After tax reform, and starting in 2018, the rules changed and the entertainment expense deduction was eliminated entirely with the exception of certain activities such as office holiday parties, which remain 100% deductible. For example, the deduction for business entertainment expenses is eliminated but meals remain deductible at 50 percent (100 percent in 2021 and 2022). In addition, the following now applies:
Entertainment-related Meals. Prior to tax reform expenses for meals purchased during entertainment activities such as meals included at a sporting event were deductible at 50%. Starting in 2018; however, the deduction is eliminated unless the costs of meals are invoiced separately.
Sporting Events. Tax reform eliminated all deductions relating to sporting events including deductions for sky box expenses (previously 50%), tickets to sporting events (previously 50%), tickets to qualified charitable events (previously 100%), and transportation to and from sporting events (previously 50%).
Club Memberships. While there was never a deduction for club dues, business owners were able to take a 50% deduction for expenses incurred at a business, recreational, or social club as long as it was related to their trade or business. Under tax reform, however, that deduction has been eliminated.

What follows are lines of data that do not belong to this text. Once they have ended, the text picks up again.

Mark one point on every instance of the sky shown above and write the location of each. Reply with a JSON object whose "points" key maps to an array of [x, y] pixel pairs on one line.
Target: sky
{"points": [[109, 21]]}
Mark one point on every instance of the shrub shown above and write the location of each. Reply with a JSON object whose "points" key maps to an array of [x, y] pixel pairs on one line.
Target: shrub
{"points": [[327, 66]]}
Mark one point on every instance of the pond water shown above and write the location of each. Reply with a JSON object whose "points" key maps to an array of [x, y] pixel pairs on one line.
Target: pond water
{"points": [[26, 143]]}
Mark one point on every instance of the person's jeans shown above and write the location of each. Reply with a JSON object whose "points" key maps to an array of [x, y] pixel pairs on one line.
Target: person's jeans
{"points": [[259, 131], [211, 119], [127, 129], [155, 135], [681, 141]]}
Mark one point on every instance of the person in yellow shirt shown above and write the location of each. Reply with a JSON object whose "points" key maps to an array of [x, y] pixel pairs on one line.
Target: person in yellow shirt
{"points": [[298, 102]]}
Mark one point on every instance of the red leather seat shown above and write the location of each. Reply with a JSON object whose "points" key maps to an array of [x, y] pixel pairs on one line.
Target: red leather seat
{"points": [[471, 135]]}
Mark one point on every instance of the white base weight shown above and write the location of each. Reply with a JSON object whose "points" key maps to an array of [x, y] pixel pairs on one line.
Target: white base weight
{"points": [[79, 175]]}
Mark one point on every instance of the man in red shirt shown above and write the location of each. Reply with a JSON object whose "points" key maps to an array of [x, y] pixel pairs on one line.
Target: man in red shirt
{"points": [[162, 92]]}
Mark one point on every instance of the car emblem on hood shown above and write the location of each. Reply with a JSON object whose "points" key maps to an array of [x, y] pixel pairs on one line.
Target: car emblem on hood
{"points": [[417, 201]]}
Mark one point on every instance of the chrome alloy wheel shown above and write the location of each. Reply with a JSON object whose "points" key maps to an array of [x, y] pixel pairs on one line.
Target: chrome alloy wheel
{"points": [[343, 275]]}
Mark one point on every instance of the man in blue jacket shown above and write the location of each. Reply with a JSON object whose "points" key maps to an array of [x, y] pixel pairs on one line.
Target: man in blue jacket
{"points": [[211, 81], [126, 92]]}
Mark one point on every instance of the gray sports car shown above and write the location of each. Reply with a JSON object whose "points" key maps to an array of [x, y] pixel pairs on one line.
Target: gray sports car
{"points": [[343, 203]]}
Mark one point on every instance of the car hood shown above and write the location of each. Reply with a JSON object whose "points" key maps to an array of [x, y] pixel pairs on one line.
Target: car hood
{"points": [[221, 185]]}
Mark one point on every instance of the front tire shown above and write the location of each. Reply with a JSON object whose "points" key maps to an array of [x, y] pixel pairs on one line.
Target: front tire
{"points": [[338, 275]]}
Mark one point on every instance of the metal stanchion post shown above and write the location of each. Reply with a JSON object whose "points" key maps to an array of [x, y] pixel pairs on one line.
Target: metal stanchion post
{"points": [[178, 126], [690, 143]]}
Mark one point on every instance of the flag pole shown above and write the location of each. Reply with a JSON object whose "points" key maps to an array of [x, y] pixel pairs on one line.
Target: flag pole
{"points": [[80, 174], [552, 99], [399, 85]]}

If you’re an employee who is reimbursed for expenses you’ll need to file an expense report for your employer, which is a written accounting of your expense while on travel. If you received a cash advance, you’ll also need to return to the employer any amounts in excess of your expenses.
Some per diem arrangements and mileage allowances called “accountable plans” take the place of detailed accounting to the employer, if time, place and business purpose are established.
For tax years 2018 through 2025, miscellaneous itemized deductions (Form 1040, Schedule A) have been eliminated due to tax reform (Tax Cuts and Jobs Act of 2017). Prior to tax reform (i.e., tax years prior to 2018), the following held true:
Where expenses aren’t fully reimbursed by your employer or excess reimbursements aren’t returned, detailed substantiation to IRS is required and, if you’re an employee, your deductions are subject to the 2-percent floor on miscellaneous itemized deductions. In addition, your expense records should be “contemporaneous,” that is, recorded close to the time expenses are incurred.